As a kid growing up in British Columbia I spent a lot of time in the woods with my dad. We are close to the coast, so we have very pointy coastal mountains. My dad always used to pretend he was Gandolf and I was Frodo and we were climbing through the mountains to get to Mordor. I loved those time with my dad. He would tell me all about the Ents, and pretend the elves were following us. When I was 12 he bought me The Hobbit for my birthday and we read it together.

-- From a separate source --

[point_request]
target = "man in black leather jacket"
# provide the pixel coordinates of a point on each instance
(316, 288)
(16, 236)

Riddles in the Dark was my favourite chapter.


----------



## FifthView (Jan 3, 2016)

"No fiction I have read in the last five years has given me more joy than 'The Fellowship of the Ring.' " –the poet W.H. Auden in his review of the book in _The New York Times_, October 31, 1954.


----------



## Ireth (Jan 3, 2016)

I read The Hobbit as a kid and enjoyed it, but I didn't really get deep into Tolkien's verse until I first saw Fellowship in theaters. Only after that did I start reading LOTR and fell in love. ^^


----------



## Ban (Jan 3, 2016)

As a barely adult the movies were released when I was still a very little Banten. I can't remember the first time I saw a bit of the movies, but I know that the first time that i watched all the movies was around christmas when I was about 7 or so. Here in the Netherlands the lord of the rings trilogy is almost always shown on tv right before christmas... don't know why actually.


----------



## Svrtnsse (Jan 3, 2016)

My dad read the Lord of the Rings to me when I was six or seven. He skipped out the "boring" parts with lots of talking, but left the adventuring in. I believe it played a pretty big part in how I turned out as I grew older. 

And I spent the evening at the pub with my quill and parchment (laptop) making things up.


----------



## Ireth (Jan 3, 2016)

Got the FOTR soundtrack on, a mug of tea, and it's 9 pm.

Here's to you, Professor. *raises mug*


----------